Dozens chipped in Saturday to help clear the area within hours, according to Kelly Spoon, a spokesperson for Dreams for Change, the nonprofit overseeing the site. Tents were folded. Bikes locked to a fence. Participants were directed to pack enough clothes for four days, Spoon said.

All but about 10 people agreed to stay at Golden Hall, Bailey added.

The rains came Sunday. Low-lying areas were vulnerable, and waterways especially so.

Water beat dirt into mud and mud into rivulets that curled and swelled around encampments.

Around 8:45 p.m., more than two dozen firefighters and lifeguards arrived by the Mission Valley riverbed to help a small crowd wade through knee-deep water, according to an incident report and a San Diego Fire-Rescue Department spokesperson.

First responders soon spotted people on an island downstream, officials said. Crews asked for a helicopter, but the storm was too strong. They requested a drone, but that plan was scuttled by the winds. A swift water-rescue team eventually opted to search the area on their own.

The operation was called off after about an hour. Two people were eventually checked for hypothermia, but neither was taken to a hospital and their current condition wasn’t known.

Dullanni Waterman, 44, was in a large green tent Sunday night. It sat at an angle on a hill, just a few bushes from the Mission Valley YMCA.

His dog, Ginger, a 3-year-old American dingo, started whining. Waterman largely ignored her. They were far from where the river normally flowed.

The dog pawed a corner of the tent. He looked over. Water was inside.

They fled through the back.

On Monday, Waterman slowly pulled blanket after blanket through the front flap. Sweat gathered on his forehead in the humidity. He stepped over a pool and onto a log, pushing the wood into several inches of muck.

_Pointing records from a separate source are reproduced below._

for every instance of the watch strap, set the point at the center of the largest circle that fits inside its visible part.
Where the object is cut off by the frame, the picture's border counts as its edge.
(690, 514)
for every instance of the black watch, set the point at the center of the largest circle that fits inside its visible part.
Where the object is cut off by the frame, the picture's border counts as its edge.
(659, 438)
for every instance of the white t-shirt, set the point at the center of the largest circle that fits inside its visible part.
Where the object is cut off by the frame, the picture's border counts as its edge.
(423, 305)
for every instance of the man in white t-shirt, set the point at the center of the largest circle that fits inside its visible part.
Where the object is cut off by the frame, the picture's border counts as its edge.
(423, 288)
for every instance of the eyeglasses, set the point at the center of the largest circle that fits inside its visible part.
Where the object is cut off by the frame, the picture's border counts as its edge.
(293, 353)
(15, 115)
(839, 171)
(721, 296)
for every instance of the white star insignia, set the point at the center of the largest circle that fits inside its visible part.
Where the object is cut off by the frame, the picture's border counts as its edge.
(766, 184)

Waterman laid his bedding on piles of sticks. He’d had to call out of work — Waterman is a cashier at a hardware store — to see what could be saved. Hopefully he would be ready to take another shift Tuesday.

A few miles south, a handful of people walked across the safe sleeping site.

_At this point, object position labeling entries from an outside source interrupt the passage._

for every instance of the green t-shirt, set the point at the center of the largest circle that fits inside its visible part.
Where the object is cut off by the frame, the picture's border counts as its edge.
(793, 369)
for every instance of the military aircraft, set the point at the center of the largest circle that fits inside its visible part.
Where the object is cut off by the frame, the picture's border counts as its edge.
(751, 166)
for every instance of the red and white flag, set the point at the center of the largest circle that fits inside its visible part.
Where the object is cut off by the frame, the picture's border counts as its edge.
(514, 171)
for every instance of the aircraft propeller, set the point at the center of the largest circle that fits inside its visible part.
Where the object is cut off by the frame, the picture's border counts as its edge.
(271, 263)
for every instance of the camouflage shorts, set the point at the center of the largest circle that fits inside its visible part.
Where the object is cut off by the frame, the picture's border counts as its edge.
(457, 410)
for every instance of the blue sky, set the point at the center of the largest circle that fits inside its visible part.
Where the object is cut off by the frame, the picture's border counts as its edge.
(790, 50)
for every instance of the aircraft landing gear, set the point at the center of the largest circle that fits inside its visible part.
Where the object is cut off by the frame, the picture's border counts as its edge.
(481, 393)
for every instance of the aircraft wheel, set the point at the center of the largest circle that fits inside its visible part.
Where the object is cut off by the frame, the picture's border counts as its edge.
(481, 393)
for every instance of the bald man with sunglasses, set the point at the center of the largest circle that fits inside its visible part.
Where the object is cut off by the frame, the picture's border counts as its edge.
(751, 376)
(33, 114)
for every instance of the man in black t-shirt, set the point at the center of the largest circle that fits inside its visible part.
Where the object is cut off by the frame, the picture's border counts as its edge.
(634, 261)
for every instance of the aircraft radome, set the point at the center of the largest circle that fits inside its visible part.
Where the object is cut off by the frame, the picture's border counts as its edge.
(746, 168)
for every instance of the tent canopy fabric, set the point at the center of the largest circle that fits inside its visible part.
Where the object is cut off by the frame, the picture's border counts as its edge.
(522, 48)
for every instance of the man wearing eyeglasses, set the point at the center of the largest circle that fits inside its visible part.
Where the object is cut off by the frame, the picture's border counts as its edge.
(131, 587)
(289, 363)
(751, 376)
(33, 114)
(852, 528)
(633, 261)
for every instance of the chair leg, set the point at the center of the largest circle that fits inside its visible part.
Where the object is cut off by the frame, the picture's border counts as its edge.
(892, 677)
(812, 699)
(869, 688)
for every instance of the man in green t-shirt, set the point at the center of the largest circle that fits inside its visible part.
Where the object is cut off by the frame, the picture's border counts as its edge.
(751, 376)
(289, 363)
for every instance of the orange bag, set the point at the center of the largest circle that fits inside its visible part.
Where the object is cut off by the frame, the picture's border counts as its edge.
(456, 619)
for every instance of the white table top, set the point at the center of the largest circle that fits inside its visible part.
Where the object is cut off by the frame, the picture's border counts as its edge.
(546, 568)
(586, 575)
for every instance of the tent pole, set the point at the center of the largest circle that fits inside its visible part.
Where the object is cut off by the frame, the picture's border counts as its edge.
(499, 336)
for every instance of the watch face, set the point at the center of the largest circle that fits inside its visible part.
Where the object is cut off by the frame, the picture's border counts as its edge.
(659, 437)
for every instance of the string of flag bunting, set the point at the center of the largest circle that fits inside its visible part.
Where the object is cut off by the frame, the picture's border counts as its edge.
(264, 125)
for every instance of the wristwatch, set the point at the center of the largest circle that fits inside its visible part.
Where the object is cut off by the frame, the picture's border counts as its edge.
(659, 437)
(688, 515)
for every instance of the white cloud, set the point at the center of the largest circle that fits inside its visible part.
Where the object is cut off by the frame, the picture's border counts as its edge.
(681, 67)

No tents were visible. Sandbags had been pushed to the edges. Several metal storage containers were now clustered near the back, by some port-a-potties, to hold what had been left behind.

A few men in a jobs program swept the asphalt. A street sweeper was on its way, and then the ground itself could be washed and sanitized, nonprofit representatives said. City officials hoped everyone could move back by Thursday at the latest.

If anybody chose not to return, the waiting list is long.

In the riverbed, some of the mud had dried by the afternoon. A handful of tents remained under a trolley line.

Brown, the man who had dug a trench, stroked a small puppy.

Did he feel safe now that the rains had stopped?

“It’s not safe anywhere,” he said. “But there’s safety in numbers.”

Staff photographer Ana Ramirez and writer Phillip Molnar contributed to this report.